ResolutionCell
plain-language theorem explainer
ResolutionCell assigns to each configuration c the equivalence class of all configurations that map to the identical event under recognizer r. Researchers analyzing quotient spaces or connectivity in recognition geometry cite this when partitioning configuration space into minimal distinguishable units. The definition is realized directly as a set comprehension over the indistinguishability relation.
Claim. For a recognizer $r: C → E$, the resolution cell of configuration $c ∈ C$ is the set $ { c' ∈ C | r(c') = r(c) } $.
background
The module defines Recognition Geometry axiom RG3: given recognition map $R: C → E$, two configurations are indistinguishable precisely when they produce the same event.
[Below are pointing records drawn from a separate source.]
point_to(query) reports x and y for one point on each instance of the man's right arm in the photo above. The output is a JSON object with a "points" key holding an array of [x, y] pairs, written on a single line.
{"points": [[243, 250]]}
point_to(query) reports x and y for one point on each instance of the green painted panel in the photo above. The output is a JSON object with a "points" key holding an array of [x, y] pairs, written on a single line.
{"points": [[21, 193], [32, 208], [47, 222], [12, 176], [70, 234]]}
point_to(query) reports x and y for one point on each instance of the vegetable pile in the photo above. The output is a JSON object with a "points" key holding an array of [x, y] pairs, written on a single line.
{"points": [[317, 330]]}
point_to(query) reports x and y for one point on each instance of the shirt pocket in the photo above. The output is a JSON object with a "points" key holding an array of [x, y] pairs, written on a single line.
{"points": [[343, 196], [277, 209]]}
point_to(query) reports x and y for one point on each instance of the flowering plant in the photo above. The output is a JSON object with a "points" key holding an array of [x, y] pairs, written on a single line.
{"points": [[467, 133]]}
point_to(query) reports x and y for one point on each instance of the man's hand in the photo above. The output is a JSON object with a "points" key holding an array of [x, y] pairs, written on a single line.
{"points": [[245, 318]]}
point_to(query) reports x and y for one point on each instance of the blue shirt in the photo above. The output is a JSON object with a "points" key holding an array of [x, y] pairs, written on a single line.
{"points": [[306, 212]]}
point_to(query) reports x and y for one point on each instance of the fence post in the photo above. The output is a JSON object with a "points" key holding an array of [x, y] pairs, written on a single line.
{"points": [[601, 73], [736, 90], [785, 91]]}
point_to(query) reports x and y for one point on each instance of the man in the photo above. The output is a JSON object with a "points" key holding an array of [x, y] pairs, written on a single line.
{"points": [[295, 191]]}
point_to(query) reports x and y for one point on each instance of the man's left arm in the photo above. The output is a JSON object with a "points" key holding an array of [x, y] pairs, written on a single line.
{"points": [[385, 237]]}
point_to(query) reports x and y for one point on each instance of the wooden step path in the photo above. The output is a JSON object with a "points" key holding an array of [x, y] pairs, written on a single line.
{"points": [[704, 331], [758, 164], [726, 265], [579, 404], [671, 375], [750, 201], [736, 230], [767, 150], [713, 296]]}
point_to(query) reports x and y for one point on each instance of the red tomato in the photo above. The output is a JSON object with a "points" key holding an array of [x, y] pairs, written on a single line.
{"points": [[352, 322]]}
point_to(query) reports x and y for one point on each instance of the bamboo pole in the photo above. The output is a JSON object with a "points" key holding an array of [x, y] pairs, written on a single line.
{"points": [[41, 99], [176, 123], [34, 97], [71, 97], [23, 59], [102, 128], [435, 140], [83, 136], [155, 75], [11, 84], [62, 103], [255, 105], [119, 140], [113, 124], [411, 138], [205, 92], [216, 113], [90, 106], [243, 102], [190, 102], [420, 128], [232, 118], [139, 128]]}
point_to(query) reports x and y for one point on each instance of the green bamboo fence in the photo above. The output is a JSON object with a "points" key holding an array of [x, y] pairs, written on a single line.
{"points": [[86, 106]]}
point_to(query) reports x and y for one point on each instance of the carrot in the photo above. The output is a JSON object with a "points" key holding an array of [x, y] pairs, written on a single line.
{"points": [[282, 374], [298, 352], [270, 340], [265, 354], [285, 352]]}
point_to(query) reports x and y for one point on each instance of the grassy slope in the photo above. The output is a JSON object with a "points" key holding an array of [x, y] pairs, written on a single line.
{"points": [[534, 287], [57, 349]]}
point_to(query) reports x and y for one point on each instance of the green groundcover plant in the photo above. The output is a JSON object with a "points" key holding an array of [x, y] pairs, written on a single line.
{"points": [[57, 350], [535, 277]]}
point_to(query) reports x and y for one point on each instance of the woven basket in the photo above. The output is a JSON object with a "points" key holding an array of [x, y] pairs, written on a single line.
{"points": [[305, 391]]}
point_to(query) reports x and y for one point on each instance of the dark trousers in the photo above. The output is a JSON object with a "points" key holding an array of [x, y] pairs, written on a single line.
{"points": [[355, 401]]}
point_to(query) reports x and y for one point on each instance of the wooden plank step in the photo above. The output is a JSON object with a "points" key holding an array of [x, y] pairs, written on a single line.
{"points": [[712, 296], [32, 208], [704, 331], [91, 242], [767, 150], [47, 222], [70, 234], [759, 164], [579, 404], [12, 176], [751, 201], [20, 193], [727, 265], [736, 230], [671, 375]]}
Equivalence classes under this relation are the resolution cells, the smallest units of configuration distinguishable by the given map. The definition relies on the Recognizer type and the induced equivalence relation, with upstream results on active edge counts and spectral structure supplying the surrounding dimensional and integration context.
proof idea
The declaration is a direct definition via set comprehension: the collection of all $c'$ such that $c'$ is indistinguishable from $c$ under $r$. No lemmas or tactics are applied; the body encodes the equivalence class explicitly.
why it matters
This definition feeds theorems establishing that composite resolution cells equal intersections of component cells, that each resolution cell is recognition-connected, and that separating recognizers produce singleton cells. It implements axiom RG3 of the Recognition Science framework, supplying the geometric partitioning of configuration space into lossy equivalence classes that later connect to dimensional emergence and the phi-ladder structure.